MILANO – Green light of the shareholders’ meeting of Mediaset – the first which took place in Amsterdam – at the change of the company’s name into Easy-MediaforEurope nv and the new one double category shareholding structure, with different voting rights. The operation, the company note reads, is “a fundamental step in pursuing the creation of a pan-European group in the entertainment and content sector as it will provide greater flexibility for the financing of any future m & a operations”.
The outgoing shareholder also voted in favor of the decisions, as envisaged by the latest agreements Vivendi, who disregarded the indications given by the proxy advisors. With this structure the Biscione, which maintains the tax office and all previous activities, is preparing to push on international expansion, also with the idea of aggregating other operators.

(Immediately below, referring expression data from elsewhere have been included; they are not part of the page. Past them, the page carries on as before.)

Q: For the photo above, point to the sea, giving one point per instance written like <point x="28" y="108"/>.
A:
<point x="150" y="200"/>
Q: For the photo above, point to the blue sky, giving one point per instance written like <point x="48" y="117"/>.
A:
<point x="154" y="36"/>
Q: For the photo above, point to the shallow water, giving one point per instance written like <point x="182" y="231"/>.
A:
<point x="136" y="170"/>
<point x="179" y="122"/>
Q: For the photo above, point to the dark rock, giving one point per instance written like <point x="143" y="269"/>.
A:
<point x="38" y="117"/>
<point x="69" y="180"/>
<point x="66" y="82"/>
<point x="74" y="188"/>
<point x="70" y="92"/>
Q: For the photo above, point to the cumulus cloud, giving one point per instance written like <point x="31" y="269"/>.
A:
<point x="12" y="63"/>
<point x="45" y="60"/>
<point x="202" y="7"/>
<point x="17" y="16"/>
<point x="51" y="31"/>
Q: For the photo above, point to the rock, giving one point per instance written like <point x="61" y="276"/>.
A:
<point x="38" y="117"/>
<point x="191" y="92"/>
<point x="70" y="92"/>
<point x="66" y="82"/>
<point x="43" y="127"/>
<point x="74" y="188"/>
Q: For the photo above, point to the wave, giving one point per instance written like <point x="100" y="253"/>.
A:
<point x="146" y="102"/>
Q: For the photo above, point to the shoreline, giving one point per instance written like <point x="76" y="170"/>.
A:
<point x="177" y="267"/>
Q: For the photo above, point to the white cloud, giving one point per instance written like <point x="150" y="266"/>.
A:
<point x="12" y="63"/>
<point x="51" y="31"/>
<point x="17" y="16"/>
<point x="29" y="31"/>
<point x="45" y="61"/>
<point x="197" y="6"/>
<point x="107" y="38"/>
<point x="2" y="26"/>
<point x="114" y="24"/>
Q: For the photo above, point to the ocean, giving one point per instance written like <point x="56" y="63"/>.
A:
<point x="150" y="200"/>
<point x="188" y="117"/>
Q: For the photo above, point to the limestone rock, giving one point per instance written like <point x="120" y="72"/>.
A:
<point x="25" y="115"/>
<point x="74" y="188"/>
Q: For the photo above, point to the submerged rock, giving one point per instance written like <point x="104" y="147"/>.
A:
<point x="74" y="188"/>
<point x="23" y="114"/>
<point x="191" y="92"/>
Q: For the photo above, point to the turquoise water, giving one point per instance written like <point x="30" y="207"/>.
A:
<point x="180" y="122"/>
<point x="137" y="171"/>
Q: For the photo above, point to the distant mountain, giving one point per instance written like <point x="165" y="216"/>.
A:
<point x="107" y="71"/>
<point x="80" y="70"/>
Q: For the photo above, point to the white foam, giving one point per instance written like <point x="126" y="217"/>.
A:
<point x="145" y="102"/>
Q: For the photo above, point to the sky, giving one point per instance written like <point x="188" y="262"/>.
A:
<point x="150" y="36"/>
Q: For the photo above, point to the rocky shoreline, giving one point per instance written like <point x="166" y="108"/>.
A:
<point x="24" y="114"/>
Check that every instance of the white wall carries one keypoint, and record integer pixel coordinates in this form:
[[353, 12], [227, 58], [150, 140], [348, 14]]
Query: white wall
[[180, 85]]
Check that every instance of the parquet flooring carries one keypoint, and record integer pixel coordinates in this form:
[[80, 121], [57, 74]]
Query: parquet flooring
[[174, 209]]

“We are very satisfied with this double step: these actions and the excellent economic results achieved allow us to look to the future also with a view to international development” commented the CEO of Mediaset (follow the title live) Pier Silvio Berlusconi. The change of name is effective from today, the new shareholding structure starting from January 1, 2022.
The scheme provides that the shares currently in circulation are converted into B shares and that, on a predetermined date, all holders of B shares also receive one A share. Each A share gives the right to 1 vote, each B share to 10 votes. Both categories of shares will have the same equity rights and will both be listed on Euronext Milan (Exm) organized and managed by the Italian Stock Exchange.
In the “Dutch” meeting of Mediaset, shareholders representing the80.6% of the capital and the change of name obtained the favorable vote of 99.99% of the voters. The introduction of the new share structure with dual category securities and the authorization to issue category a shares – the two points on which i proxy advisor had expressed a contrary opinion – were approved respectively with the 94,23% and with the 94,41% of the actions present. According to Dutch law, however, even in extraordinary shareholders’ meetings, 50% of the votes plus one share are sufficient, therefore Vivendi’s adhesion has a signaling value and is not decisive for the outcome of the vote.